Je me reprends immédiatement. "Mon ancien chez moi", c'est la bonne formulation. Et je repense à l'angoisse de la Terre, ce constant besoin de s'élever, oubliant volontairement sa propre humanité, désespérant à force de courir derrière quelques billets verts.

Alors que le vent sucré pose sur mes lèvres des échos de la forêt, je regrette d'avoir seulement imaginé regretter d'être venue ici. Je m'assois dans l'herbe grasse, qui chatouille mes cuisses à travers le tissu fin, plonge mes mains dans la terre humide et relève le menton pour embrasser le ciel. La brise me ramène des chants divins qu'il me tarde de suivre, dans lesquels je reconnais la promesse de la vie et celle de l'aventure.

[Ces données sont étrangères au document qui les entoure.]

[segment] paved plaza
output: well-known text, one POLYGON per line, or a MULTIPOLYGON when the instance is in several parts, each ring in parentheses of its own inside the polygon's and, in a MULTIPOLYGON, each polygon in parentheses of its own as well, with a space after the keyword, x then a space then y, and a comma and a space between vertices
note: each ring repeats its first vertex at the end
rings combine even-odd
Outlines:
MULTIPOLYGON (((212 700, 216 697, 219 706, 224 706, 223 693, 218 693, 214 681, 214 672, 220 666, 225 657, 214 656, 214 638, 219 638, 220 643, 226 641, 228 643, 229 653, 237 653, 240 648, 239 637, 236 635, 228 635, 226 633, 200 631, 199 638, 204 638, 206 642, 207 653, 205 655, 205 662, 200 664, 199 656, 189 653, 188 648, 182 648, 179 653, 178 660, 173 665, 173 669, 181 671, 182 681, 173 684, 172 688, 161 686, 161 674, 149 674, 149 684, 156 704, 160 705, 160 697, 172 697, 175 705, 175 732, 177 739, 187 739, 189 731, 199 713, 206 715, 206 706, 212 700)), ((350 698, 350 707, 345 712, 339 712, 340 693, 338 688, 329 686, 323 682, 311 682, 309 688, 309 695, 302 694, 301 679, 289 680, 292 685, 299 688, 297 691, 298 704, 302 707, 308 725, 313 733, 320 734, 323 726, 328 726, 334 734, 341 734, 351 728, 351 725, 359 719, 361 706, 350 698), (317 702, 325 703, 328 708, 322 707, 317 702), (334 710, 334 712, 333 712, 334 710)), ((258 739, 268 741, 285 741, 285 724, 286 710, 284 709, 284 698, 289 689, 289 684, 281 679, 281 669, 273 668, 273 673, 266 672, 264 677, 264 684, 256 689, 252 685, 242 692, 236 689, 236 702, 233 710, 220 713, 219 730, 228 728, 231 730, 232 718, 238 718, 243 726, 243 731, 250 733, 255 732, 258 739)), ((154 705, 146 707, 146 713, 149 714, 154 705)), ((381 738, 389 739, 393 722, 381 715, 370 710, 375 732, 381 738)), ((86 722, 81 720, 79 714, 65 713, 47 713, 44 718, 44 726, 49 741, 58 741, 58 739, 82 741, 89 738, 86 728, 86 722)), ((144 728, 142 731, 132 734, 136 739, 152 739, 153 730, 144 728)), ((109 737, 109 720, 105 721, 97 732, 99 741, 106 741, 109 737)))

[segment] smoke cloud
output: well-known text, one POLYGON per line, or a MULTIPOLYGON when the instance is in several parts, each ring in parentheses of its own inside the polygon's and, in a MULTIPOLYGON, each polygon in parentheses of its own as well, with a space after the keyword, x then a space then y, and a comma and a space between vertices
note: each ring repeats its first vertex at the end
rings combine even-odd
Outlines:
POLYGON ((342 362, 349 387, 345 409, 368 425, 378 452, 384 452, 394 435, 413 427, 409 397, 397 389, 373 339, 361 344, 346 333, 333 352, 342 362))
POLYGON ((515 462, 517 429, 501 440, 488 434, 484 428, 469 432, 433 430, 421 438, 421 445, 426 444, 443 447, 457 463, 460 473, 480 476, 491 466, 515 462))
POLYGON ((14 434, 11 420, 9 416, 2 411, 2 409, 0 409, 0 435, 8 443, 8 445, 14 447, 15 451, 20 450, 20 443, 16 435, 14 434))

Un chuchotement de l'autre côté de la clairière me surprend et je tourne rapidement la tête pour apercevoir une mèche de cheveux disparaître entre les branches. Je comprends immédiatement et me relève aussi vite que possible, et sautille entre les mottes de terre pour la rejoindre sous la couronne des sapins.

D'un geste doux, elle embrasse ma joue, de lèvres plus douces que le printemps, pétales de roses sur mes joues rubis qui s'embrasent sous ma peau.

- Comment ça va ? me demande-t-elle de sa voix chantante, se superposant aux gazouillis des oiseaux.

- Que fais-tu ici ?

- J'étais en patrouille dans le coin, je me suis dit que je passerais te voir, fredonne-t-elle.

- C'était toi, les chants ?

Elle éclate d'un rire, cascade de bonne humeur qui rafraîchit mon âme.

- Non, bien sûr que non ! On entend les Sirènes, avec le vent. Elles chantent plus forts quand les lunes se croisent.

Elle saisit ma main et se lance dans la contemplation méticuleuse de mes phalanges, sans que je ne sache pourquoi.

- Mais alors, quoi de neuf ? me demande-t-elle sans détacher son regard de ma main, que je sens frêle dans la sienne.

- Nous partons à la recherche de Clochette. Cela fait trois semaines qu'elle est pas revenue. Je pars avec Viktor.

Elle soupire et me rend mon avant-bras.

- Je ne l'ai jamais aimé, celui-ci. Tu feras attention, pas qu'il te pousse dans une crevasse sur le chemin.

Je frisonne à cette idée te m'apprête à lui demander pourquoi elle m'a décrite si spécialement à ses paires mais un cri bref résonne autour de nous et elle s'excuse de ses beaux yeux marrons.

- On m'appelle, prend soin de toi. Crie si tu as besoin de moi. Novar ! A bientôt !

Et ainsi, plus gracieuse qu'un félin, elle se faufile entre les troncs et je l'embrasse au loin, regrettant déjà l'absence de son odeur de vie.